Wim Wenders ha firmato uno dei filmati più struggenti che siano mai stati realizzati su un cineasta: Nick’s Movie, Lightning over Water, e a suo tempo più d’uno ritenne quasi pornografica quell’insistenza nel filmare Nicholas Ray morente. Il documentario Walking with Red Rhino di Marilena Moretti rievoca immediatamente il lavoro di Wenders. Prima di tutto perché è citato esplicitamente, è Alberto Signetto, protagonista di questo lavoro, che ricorda come Nick dicesse «cut» e Wim replicasse «don’t cut» diverse volte. Non si tratta di puro citazionismo cinefilo, di cui Alberto era pervaso, purtroppo si tratta di una situazione analoga: nel 2013 un cancro, la bestia, ha aggredito Alberto (scomparso nel 2014), che aveva intrapreso con Marilena questo sodalizio documentario.

Prima sono i chili che se ne vanno, poi la speranza, salvo quei sussulti preziosi che ci lascia come eredità nel decidere il «cut» o nelle folli riprese di un’emorragia devastante con tanto di rinoceronte rosso piazzato in campo. Alberto è stato, tra le tante cose, prima che cineasta, documentarista, poeta, cinefilo, intellettuale distributore del primo Wenders (con la coopArtkino) e estimatore di Ray, quindi c’è una sorta di amaro compiacimento nell’invitare a non avere pietà. Sottolineato anche dall’escursione nel cimitero di Mazzè dove la tomba di famiglia già prevede il luogo dell’ultima destinazione.

Quel rinoceronte rosso comprato al Beaubourg, divenuto simbolo della sua società produttrice, ma anche molto di più: «Mi riconosco in questo animale cocciuto, grosso, abbondante, poco addommesticabile, infido. E poi ogni tanto dà la carica alla jeep dei bianchi, anche se la jeep è più grossa e sa che perderà» dice Alberto, perennemente sovrappeso, rosso di formazione, testardo nell’andare dritto per la sua strada senza opportunismi, compromessi, scorciatoie o patente.

Ecco si potrebbe dire che ha vissuto senza patente, pronto a inseguire i sogni come collaboratore di Anghelopoulos, Villi Hermann, Jean Rouch, come intervistatore complice di Raul Ruiz e Robert Kramer. Ha scherzato su se stesso con Riflessioni sull’alluce, ha ripreso i Rolling Stones a Torino nel 1982 per conto della Rai: «C’è anche Bowie, riprendiamo?” chiede Allberto. «Ma chi lo conosce!» è la replica che non ammette repliche.

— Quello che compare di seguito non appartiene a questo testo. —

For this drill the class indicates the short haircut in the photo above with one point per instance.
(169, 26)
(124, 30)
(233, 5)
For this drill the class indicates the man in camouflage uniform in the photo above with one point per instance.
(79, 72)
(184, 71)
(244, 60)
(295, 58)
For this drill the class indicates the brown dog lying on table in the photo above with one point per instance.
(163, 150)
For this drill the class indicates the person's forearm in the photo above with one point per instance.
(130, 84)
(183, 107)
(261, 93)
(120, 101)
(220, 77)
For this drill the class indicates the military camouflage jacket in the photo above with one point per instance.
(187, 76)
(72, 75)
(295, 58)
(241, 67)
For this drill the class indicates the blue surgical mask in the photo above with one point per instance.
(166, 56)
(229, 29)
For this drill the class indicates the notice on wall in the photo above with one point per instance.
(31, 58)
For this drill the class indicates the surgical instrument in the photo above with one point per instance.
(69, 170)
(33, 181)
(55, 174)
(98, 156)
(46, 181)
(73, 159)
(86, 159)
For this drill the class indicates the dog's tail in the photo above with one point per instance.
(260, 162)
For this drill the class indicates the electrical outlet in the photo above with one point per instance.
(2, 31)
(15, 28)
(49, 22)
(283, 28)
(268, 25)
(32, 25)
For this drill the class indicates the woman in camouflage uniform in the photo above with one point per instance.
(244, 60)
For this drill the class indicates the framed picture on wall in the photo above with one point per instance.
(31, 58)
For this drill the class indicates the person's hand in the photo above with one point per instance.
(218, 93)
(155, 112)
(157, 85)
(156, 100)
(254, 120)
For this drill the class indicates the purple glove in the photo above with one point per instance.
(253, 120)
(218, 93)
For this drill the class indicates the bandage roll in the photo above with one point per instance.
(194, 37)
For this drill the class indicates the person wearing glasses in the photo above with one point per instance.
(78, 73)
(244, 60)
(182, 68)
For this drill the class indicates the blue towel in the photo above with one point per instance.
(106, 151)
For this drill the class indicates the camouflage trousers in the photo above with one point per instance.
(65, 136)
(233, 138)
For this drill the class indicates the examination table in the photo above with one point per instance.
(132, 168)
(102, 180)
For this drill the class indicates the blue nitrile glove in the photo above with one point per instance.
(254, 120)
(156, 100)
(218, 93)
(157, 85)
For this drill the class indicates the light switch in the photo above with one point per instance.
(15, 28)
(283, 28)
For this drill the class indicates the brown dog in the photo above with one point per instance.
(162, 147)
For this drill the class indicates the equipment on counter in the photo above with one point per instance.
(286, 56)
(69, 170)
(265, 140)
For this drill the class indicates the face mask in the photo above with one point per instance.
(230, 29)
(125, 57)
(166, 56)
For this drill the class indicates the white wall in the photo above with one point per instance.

A Barcellona riprende i primi Liftiba, dopo i Righeira, poi c’è quel gioiellino che è Weltgenie, sei minuti di carrello indietro all’interno del Lingotto, prima che venisse trasformato. La Rai prima lo vuole, gratis, e lui non lo dà. Poi lo compera, ma pagano a minutaggio si lamenta ineffabile Alberto. Nato a Cordoba, in Argentina, fratello di Sandro, poi rientrati con la famiglia a Mazzè, nel canavese, la mamma lo presentava come «questo è mio figlio che è sempre in giro» e qualcuno chiedeva: «Fa il camionista?». Arguto, colto, senza un soldo, aggrappato ai libri e ai film, come epigrafe dice:«Io ho amato tanto punto».

Doveroso, bello e commovente che, dopo Torino, anche il Bergamo Film Meeting (proiezione venerdì 13, cinema San Marco) abbia ricordato un grande, e grosso, appassionato di cinema.